Daniel Ritter von der Fachstelle Religionspädagogik der Katholischen Kirche Thurgau hat den Lehrplan mitentwickelt. Der neue Lehrplan für den islamischen Religionsunterricht basiert auf einem Lehrplan aus Baden-Württemberg und ist an den Lehrplan 21 und den Lehrplan der Volksschule Thurgau angepasst.
«Es wäre schwierig, wenn der Lehrplan für islamischen Religionsunterricht eine andere Grundideologie hätte als der Lehrplan der Landeskirche und der Lehrplan der Volksschule Thurgau. Und das ist ein Teil des Auftrags: sicherzustellen, dass die Lehrpläne aufeinander anschlussfähig sind», sagt Ritter.
Das Projekt Lehrplan für Islamischen Religionsunterricht im Thurgau erhält finanzielle Unterstützung vom Bund, konkret vom Fedpol. Im Rahmen des Nationalen Aktionsplans gegen Radikalisierung und Extremismus vergibt das Fedpol Fördergelder.
Mit Religionsunterricht Extremismus vorbeugen
Das Thurgauer Lehrplanprojekt hat sich um die Fördergelder beworben, weil islamischer Religionsunterricht Extremismus vorbeugen kann. Das hat letztes Jahr eine Studie der Universitäten Luzern und Freiburg gezeigt. Der neue Thurgauer Lehrplan für Islamischen Religionsunterricht sei eine Basis, ein Grundgerüst, sagt Daniel Ritter. In den nächsten Monaten würden ihn die Religionslehrpersonen kennenlernen und ab nächstem Sommer auch anwenden.
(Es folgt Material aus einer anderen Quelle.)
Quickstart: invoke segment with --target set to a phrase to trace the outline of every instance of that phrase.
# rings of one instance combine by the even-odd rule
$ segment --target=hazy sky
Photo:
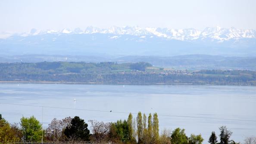
[[[255,0],[0,0],[0,32],[138,26],[256,29]]]

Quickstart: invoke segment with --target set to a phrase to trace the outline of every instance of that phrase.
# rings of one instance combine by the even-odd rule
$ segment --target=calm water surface
[[[73,100],[75,97],[76,102]],[[256,120],[256,87],[198,86],[90,85],[0,84],[0,102],[159,115]],[[0,104],[0,113],[11,123],[32,115],[41,121],[42,108]],[[86,121],[114,122],[128,114],[44,108],[44,128],[54,117],[78,116]],[[136,115],[134,114],[134,117]],[[256,122],[159,116],[160,130],[186,129],[187,135],[201,133],[207,141],[212,131],[226,126],[231,138],[243,142],[256,136]]]

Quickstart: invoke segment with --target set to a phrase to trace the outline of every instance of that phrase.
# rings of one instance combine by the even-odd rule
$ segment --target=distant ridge
[[[34,54],[256,56],[256,31],[219,27],[203,31],[194,28],[88,27],[73,30],[32,29],[0,39],[0,54]]]
[[[131,35],[145,36],[155,36],[169,39],[182,41],[191,41],[210,38],[220,41],[232,39],[256,38],[256,30],[241,30],[232,27],[229,28],[219,27],[207,27],[200,31],[194,28],[175,29],[169,28],[146,27],[125,26],[112,27],[108,28],[100,28],[90,26],[85,30],[76,28],[73,30],[66,28],[62,30],[41,30],[32,29],[30,32],[16,34],[17,36],[27,36],[44,34],[93,34],[104,33],[114,35]],[[6,34],[6,33],[3,34]],[[11,34],[10,36],[12,36]],[[117,38],[117,37],[113,38]]]

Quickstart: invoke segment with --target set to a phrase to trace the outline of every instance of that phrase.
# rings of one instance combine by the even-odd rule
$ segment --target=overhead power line
[[[92,110],[92,109],[73,108],[57,107],[52,107],[52,106],[41,106],[41,105],[25,105],[25,104],[18,104],[0,102],[0,104],[5,104],[5,105],[20,105],[20,106],[31,106],[31,107],[40,107],[40,108],[50,108],[70,109],[70,110],[79,110],[79,111],[95,111],[95,112],[103,112],[115,113],[122,113],[122,114],[130,114],[130,112],[124,112],[124,111],[106,111],[106,110]],[[137,113],[131,113],[131,114],[137,114]],[[147,115],[149,114],[147,114]],[[192,116],[185,116],[168,115],[168,114],[158,114],[158,116],[166,116],[166,117],[184,117],[184,118],[211,119],[211,120],[227,120],[244,121],[248,121],[248,122],[256,122],[256,120],[233,119],[227,119],[227,118],[215,118],[215,117],[192,117]]]

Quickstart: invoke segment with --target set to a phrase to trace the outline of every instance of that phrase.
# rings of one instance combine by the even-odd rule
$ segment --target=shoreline
[[[237,84],[195,84],[193,83],[106,83],[102,82],[73,82],[73,81],[0,81],[0,84],[84,84],[84,85],[166,85],[166,86],[252,86],[255,87],[253,85],[237,85]]]

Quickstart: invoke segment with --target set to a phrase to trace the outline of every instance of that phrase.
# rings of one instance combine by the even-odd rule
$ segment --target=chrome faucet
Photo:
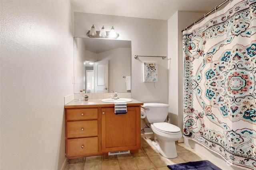
[[[113,97],[111,98],[112,99],[118,99],[118,98],[117,97],[117,92],[114,92],[114,90],[111,91],[111,93],[114,93],[114,95]]]

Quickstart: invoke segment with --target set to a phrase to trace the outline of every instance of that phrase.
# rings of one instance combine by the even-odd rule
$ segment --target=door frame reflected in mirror
[[[101,92],[110,92],[114,90],[118,92],[130,92],[130,90],[126,88],[125,77],[131,75],[131,53],[130,41],[74,37],[74,93],[84,89],[87,93],[93,93],[92,91],[87,91],[86,61],[95,62],[102,60],[109,61],[109,80],[108,85],[104,87],[108,91]],[[84,68],[81,66],[82,62]],[[96,84],[95,81],[94,84]],[[82,89],[80,89],[81,88]],[[95,88],[94,90],[94,93],[97,93]]]

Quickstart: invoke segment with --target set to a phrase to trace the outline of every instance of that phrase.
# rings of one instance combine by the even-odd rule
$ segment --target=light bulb
[[[114,27],[112,26],[111,30],[110,30],[110,33],[109,35],[109,37],[110,38],[115,38],[116,37],[116,33],[115,29],[114,28]]]
[[[96,35],[97,33],[96,33],[96,30],[95,29],[95,28],[94,27],[94,25],[93,25],[92,26],[92,28],[91,28],[91,30],[90,30],[89,34],[90,35],[94,37]]]
[[[106,31],[105,31],[105,29],[104,28],[104,26],[102,26],[102,27],[101,28],[101,30],[100,30],[100,37],[106,37]]]

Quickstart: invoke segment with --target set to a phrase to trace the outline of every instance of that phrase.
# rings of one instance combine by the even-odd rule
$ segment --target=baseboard
[[[154,134],[153,132],[150,132],[149,133],[145,133],[140,134],[140,137],[154,137]]]
[[[62,164],[62,166],[61,166],[61,168],[60,168],[60,170],[65,170],[66,165],[67,164],[68,160],[68,158],[66,157],[64,160],[64,162],[63,162],[63,163]]]
[[[181,143],[182,142],[184,142],[184,138],[183,138],[183,137],[180,138],[180,139],[178,140],[178,143]]]

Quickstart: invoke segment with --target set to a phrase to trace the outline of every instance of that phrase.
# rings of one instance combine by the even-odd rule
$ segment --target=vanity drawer
[[[98,152],[97,137],[72,139],[67,141],[67,156]]]
[[[98,121],[68,121],[67,135],[68,138],[98,136]]]
[[[98,119],[98,109],[68,109],[67,120],[86,120]]]

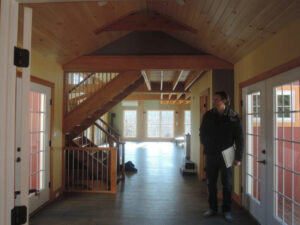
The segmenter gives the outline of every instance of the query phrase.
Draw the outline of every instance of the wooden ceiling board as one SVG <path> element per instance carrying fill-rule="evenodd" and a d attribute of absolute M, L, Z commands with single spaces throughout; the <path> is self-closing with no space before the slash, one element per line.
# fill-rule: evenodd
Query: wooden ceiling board
<path fill-rule="evenodd" d="M 32 47 L 64 64 L 127 35 L 126 31 L 101 35 L 93 32 L 122 14 L 144 9 L 145 1 L 114 2 L 103 7 L 96 2 L 22 4 L 21 14 L 24 6 L 33 8 Z M 23 16 L 19 18 L 22 24 Z M 19 40 L 22 40 L 19 27 Z"/>
<path fill-rule="evenodd" d="M 99 28 L 132 11 L 156 11 L 197 29 L 197 34 L 168 34 L 202 52 L 236 63 L 258 45 L 300 17 L 299 0 L 174 0 L 21 4 L 33 8 L 32 47 L 61 64 L 87 55 L 129 32 L 103 32 Z M 19 42 L 23 16 L 20 16 Z"/>
<path fill-rule="evenodd" d="M 194 15 L 195 19 L 194 21 L 187 20 L 186 24 L 197 29 L 198 34 L 190 35 L 186 32 L 170 32 L 170 34 L 201 51 L 235 63 L 291 21 L 299 18 L 297 3 L 299 4 L 297 0 L 204 2 L 191 0 L 187 1 L 184 7 L 187 8 L 188 4 L 193 5 L 187 14 Z M 202 4 L 202 7 L 194 4 Z M 182 19 L 182 14 L 185 14 L 176 15 L 176 9 L 166 4 L 162 6 L 165 8 L 158 7 L 157 4 L 151 6 L 153 10 L 165 13 L 171 18 L 178 17 L 179 20 Z M 182 7 L 183 10 L 184 7 Z M 276 24 L 276 20 L 284 22 L 280 25 L 277 23 L 277 27 L 272 26 L 271 24 Z"/>

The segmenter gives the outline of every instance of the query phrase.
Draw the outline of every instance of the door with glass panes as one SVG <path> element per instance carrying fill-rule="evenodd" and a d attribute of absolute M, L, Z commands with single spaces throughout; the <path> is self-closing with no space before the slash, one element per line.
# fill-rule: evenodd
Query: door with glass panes
<path fill-rule="evenodd" d="M 243 89 L 243 203 L 267 225 L 300 224 L 300 68 Z"/>
<path fill-rule="evenodd" d="M 243 205 L 261 223 L 266 221 L 266 114 L 265 82 L 243 89 L 245 154 Z"/>
<path fill-rule="evenodd" d="M 17 90 L 21 90 L 22 79 L 17 79 Z M 18 91 L 17 91 L 18 92 Z M 17 93 L 17 120 L 21 118 L 20 93 Z M 24 159 L 29 163 L 29 213 L 36 210 L 49 200 L 50 195 L 50 119 L 51 119 L 51 88 L 30 83 L 29 94 L 29 158 Z M 17 145 L 19 146 L 19 137 L 21 129 L 17 123 Z M 19 154 L 18 152 L 16 153 Z M 20 168 L 16 167 L 16 185 L 19 185 L 20 176 L 22 176 Z M 20 189 L 20 187 L 17 187 Z"/>

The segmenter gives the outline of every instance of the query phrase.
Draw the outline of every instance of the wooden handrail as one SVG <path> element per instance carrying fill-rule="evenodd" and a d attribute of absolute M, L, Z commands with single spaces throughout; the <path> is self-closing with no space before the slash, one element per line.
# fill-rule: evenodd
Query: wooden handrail
<path fill-rule="evenodd" d="M 97 122 L 94 123 L 94 125 L 96 127 L 98 127 L 100 130 L 102 130 L 107 136 L 109 136 L 110 138 L 112 138 L 116 143 L 119 143 L 119 140 L 117 138 L 115 138 L 113 135 L 111 135 L 110 133 L 108 133 L 103 127 L 101 127 Z"/>
<path fill-rule="evenodd" d="M 70 151 L 76 151 L 76 150 L 82 150 L 82 151 L 117 151 L 117 148 L 112 147 L 64 147 L 64 150 L 70 150 Z"/>
<path fill-rule="evenodd" d="M 115 133 L 117 136 L 121 136 L 121 134 L 118 133 L 118 131 L 113 128 L 112 126 L 110 126 L 108 123 L 106 123 L 103 119 L 99 119 L 104 125 L 106 125 L 113 133 Z"/>
<path fill-rule="evenodd" d="M 87 77 L 85 77 L 82 81 L 80 81 L 78 84 L 76 84 L 71 90 L 68 91 L 68 94 L 70 94 L 73 90 L 75 90 L 77 87 L 79 87 L 82 83 L 84 83 L 87 79 L 89 79 L 91 76 L 95 75 L 96 73 L 91 73 Z"/>

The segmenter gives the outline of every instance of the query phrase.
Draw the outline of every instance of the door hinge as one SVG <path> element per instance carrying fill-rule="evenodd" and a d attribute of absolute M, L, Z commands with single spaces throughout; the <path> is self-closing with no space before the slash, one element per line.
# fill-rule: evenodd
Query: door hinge
<path fill-rule="evenodd" d="M 26 206 L 15 206 L 11 210 L 11 224 L 20 225 L 27 221 L 27 207 Z"/>
<path fill-rule="evenodd" d="M 27 49 L 22 49 L 15 47 L 14 49 L 14 65 L 17 67 L 26 68 L 29 66 L 29 51 Z"/>

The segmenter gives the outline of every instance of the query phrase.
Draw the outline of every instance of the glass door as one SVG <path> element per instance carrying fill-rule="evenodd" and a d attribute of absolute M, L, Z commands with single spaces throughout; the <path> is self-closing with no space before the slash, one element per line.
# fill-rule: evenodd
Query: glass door
<path fill-rule="evenodd" d="M 267 81 L 269 224 L 300 224 L 300 68 Z"/>
<path fill-rule="evenodd" d="M 29 95 L 29 210 L 49 200 L 51 89 L 31 83 Z"/>
<path fill-rule="evenodd" d="M 20 146 L 20 110 L 22 96 L 18 90 L 21 89 L 22 79 L 17 79 L 17 118 L 16 118 L 16 142 Z M 50 195 L 50 120 L 51 120 L 51 88 L 30 83 L 29 94 L 29 213 L 32 213 L 38 207 L 49 200 Z M 20 152 L 17 150 L 16 156 Z M 16 190 L 20 190 L 20 177 L 22 172 L 19 164 L 16 165 Z M 16 202 L 19 197 L 16 196 Z"/>
<path fill-rule="evenodd" d="M 245 194 L 243 205 L 261 223 L 266 217 L 266 150 L 265 150 L 265 84 L 264 82 L 243 89 L 243 121 L 245 154 L 243 178 Z"/>

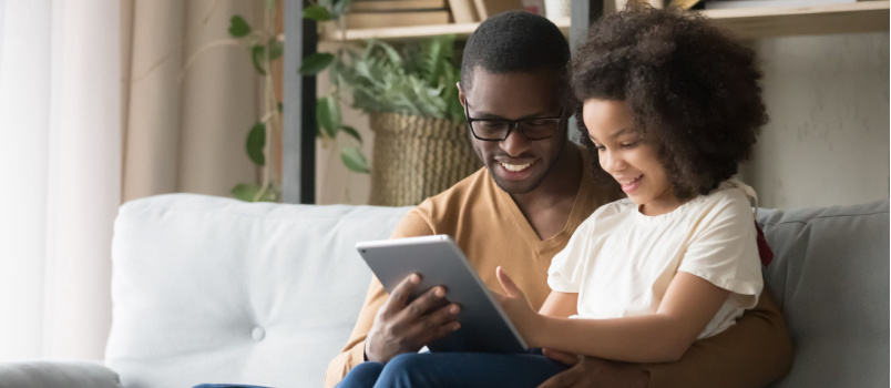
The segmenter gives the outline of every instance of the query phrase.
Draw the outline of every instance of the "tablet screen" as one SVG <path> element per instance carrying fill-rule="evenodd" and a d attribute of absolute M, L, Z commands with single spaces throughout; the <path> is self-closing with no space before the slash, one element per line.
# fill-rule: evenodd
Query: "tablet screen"
<path fill-rule="evenodd" d="M 360 242 L 356 248 L 387 292 L 411 274 L 411 298 L 442 285 L 461 306 L 461 328 L 428 344 L 430 351 L 525 353 L 528 346 L 454 241 L 447 235 Z M 448 303 L 448 302 L 443 302 Z"/>

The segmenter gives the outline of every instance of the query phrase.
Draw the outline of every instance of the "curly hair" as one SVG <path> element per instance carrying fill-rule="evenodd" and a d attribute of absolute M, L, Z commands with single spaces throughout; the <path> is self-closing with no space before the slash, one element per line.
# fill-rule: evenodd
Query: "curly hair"
<path fill-rule="evenodd" d="M 755 53 L 696 13 L 632 3 L 591 27 L 572 70 L 578 101 L 625 102 L 644 141 L 657 144 L 679 200 L 736 174 L 767 123 Z M 581 110 L 576 118 L 604 181 Z"/>

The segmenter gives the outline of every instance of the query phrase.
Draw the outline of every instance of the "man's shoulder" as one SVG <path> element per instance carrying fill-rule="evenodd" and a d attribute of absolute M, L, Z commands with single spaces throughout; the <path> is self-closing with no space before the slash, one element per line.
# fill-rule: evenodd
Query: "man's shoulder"
<path fill-rule="evenodd" d="M 469 201 L 477 200 L 481 194 L 491 191 L 492 182 L 485 167 L 468 175 L 442 193 L 433 195 L 421 203 L 422 207 L 431 210 L 448 210 Z"/>

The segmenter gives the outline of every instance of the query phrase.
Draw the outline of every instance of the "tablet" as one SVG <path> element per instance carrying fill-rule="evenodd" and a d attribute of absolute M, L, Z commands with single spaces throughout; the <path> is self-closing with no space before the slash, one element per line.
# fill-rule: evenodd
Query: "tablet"
<path fill-rule="evenodd" d="M 391 293 L 411 274 L 421 283 L 409 298 L 443 285 L 461 306 L 461 328 L 428 344 L 430 351 L 525 353 L 529 347 L 492 293 L 448 235 L 360 242 L 356 248 Z M 443 304 L 444 305 L 444 304 Z"/>

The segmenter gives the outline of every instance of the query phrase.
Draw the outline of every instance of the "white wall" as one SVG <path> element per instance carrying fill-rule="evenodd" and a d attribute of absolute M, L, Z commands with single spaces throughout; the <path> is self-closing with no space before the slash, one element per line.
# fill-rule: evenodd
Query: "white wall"
<path fill-rule="evenodd" d="M 889 196 L 888 32 L 751 43 L 770 122 L 741 177 L 764 207 Z"/>

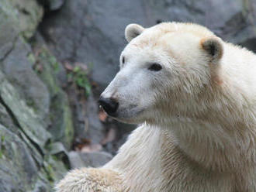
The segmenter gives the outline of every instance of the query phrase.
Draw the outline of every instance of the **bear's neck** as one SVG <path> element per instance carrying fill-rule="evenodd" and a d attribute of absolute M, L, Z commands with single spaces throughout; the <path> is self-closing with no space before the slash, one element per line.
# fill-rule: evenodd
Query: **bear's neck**
<path fill-rule="evenodd" d="M 167 129 L 188 158 L 205 168 L 225 172 L 256 165 L 256 133 L 244 124 L 226 125 L 176 119 Z"/>

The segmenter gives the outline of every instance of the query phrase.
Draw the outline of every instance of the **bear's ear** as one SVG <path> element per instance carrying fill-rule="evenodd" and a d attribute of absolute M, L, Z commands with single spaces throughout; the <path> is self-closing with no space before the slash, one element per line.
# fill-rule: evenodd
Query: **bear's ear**
<path fill-rule="evenodd" d="M 126 27 L 125 36 L 126 40 L 130 42 L 133 38 L 140 35 L 144 28 L 138 24 L 130 24 Z"/>
<path fill-rule="evenodd" d="M 223 48 L 217 37 L 207 37 L 201 39 L 202 49 L 210 57 L 211 61 L 219 60 L 223 53 Z"/>

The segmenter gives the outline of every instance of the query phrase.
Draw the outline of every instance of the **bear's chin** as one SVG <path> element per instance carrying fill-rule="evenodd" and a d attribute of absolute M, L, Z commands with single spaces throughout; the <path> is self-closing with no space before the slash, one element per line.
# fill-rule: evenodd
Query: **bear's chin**
<path fill-rule="evenodd" d="M 145 122 L 143 118 L 144 110 L 118 111 L 114 114 L 108 114 L 118 122 L 128 124 L 141 124 Z"/>

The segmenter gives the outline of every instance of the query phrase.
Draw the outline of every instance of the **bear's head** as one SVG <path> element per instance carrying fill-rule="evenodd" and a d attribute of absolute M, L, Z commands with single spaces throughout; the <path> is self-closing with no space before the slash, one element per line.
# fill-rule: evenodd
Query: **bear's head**
<path fill-rule="evenodd" d="M 99 100 L 110 116 L 159 124 L 207 110 L 206 98 L 222 84 L 220 38 L 201 26 L 178 22 L 147 29 L 130 24 L 125 36 L 120 70 Z"/>

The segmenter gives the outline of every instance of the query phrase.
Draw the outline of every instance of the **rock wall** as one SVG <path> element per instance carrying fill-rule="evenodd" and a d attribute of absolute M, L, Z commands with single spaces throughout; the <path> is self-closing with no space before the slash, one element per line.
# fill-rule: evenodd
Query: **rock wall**
<path fill-rule="evenodd" d="M 0 0 L 1 192 L 53 191 L 71 167 L 111 159 L 92 149 L 68 151 L 74 135 L 109 152 L 124 142 L 109 142 L 112 130 L 122 139 L 130 129 L 102 124 L 93 95 L 119 69 L 126 26 L 162 21 L 198 22 L 256 51 L 255 1 Z M 67 87 L 66 68 L 77 65 L 92 67 L 86 101 Z"/>
<path fill-rule="evenodd" d="M 51 191 L 69 166 L 74 129 L 59 63 L 29 40 L 43 12 L 33 0 L 0 1 L 0 191 Z"/>

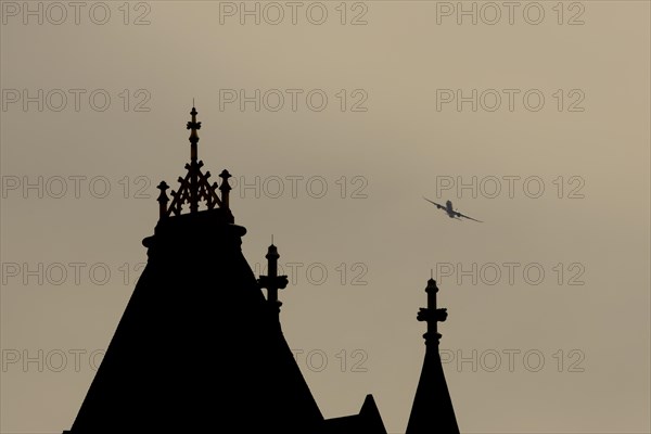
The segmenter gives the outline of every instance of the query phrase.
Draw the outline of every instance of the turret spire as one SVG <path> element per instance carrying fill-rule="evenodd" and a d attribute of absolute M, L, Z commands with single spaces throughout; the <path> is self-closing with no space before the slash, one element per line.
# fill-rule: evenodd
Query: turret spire
<path fill-rule="evenodd" d="M 273 237 L 273 235 L 271 235 Z M 267 289 L 267 304 L 271 315 L 276 321 L 273 323 L 280 324 L 279 314 L 280 306 L 282 303 L 278 299 L 278 290 L 284 290 L 288 286 L 289 280 L 286 276 L 278 276 L 278 248 L 273 245 L 273 238 L 271 238 L 271 245 L 267 250 L 267 276 L 260 276 L 258 283 L 260 288 Z"/>
<path fill-rule="evenodd" d="M 438 286 L 432 278 L 427 281 L 427 307 L 421 307 L 417 319 L 427 323 L 425 339 L 425 360 L 421 371 L 411 414 L 407 424 L 407 434 L 446 433 L 458 434 L 459 426 L 455 408 L 447 388 L 441 355 L 438 354 L 437 323 L 447 319 L 447 309 L 436 307 Z"/>
<path fill-rule="evenodd" d="M 169 197 L 165 192 L 168 186 L 165 181 L 162 181 L 158 186 L 161 194 L 158 195 L 159 215 L 161 219 L 170 217 L 171 215 L 178 216 L 181 214 L 183 204 L 190 205 L 190 213 L 199 212 L 199 203 L 205 201 L 207 209 L 213 209 L 216 206 L 225 209 L 228 213 L 228 217 L 232 220 L 232 214 L 230 213 L 229 204 L 229 192 L 231 190 L 228 179 L 231 175 L 228 170 L 224 169 L 219 177 L 221 178 L 221 186 L 217 186 L 217 182 L 212 184 L 208 182 L 210 173 L 206 171 L 205 175 L 201 171 L 203 162 L 197 156 L 197 143 L 199 133 L 201 129 L 201 122 L 196 120 L 196 107 L 194 106 L 194 99 L 192 99 L 192 111 L 190 115 L 191 120 L 187 123 L 187 129 L 190 130 L 190 163 L 186 164 L 188 173 L 184 178 L 179 177 L 180 188 L 178 191 L 170 191 L 173 196 L 171 203 L 167 206 Z M 217 195 L 217 189 L 221 192 L 221 199 Z M 232 222 L 232 221 L 231 221 Z"/>

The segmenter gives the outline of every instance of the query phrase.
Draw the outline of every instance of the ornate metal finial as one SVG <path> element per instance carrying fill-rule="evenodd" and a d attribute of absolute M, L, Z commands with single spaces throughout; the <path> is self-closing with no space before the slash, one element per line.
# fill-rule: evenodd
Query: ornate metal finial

«Religion an dem Ort, wo sie gelebt wird, muss sich auch inkulturieren. Und dort müssen wir als Gesellschaft das Interesse daran haben, dass der Islam, der hier gelebt wird, eine Art europäischer Islam ist. Der mit unseren Werten arbeitet und sich mit dieser Realität auseinandersetzen kann», sagt Ritter.
Im Thurgau gibt es erst eine Handvoll Orte, wo der islamische Religionsunterricht an Volksschulen angeboten wird. Der Interreligiöse Arbeitskreis im Kanton Thurgau formuliert als Ziel, dass es mindestens an allen Schulen mit mehr als 20 Prozent muslimischen Kindern islamischen Religionsunterricht geben soll.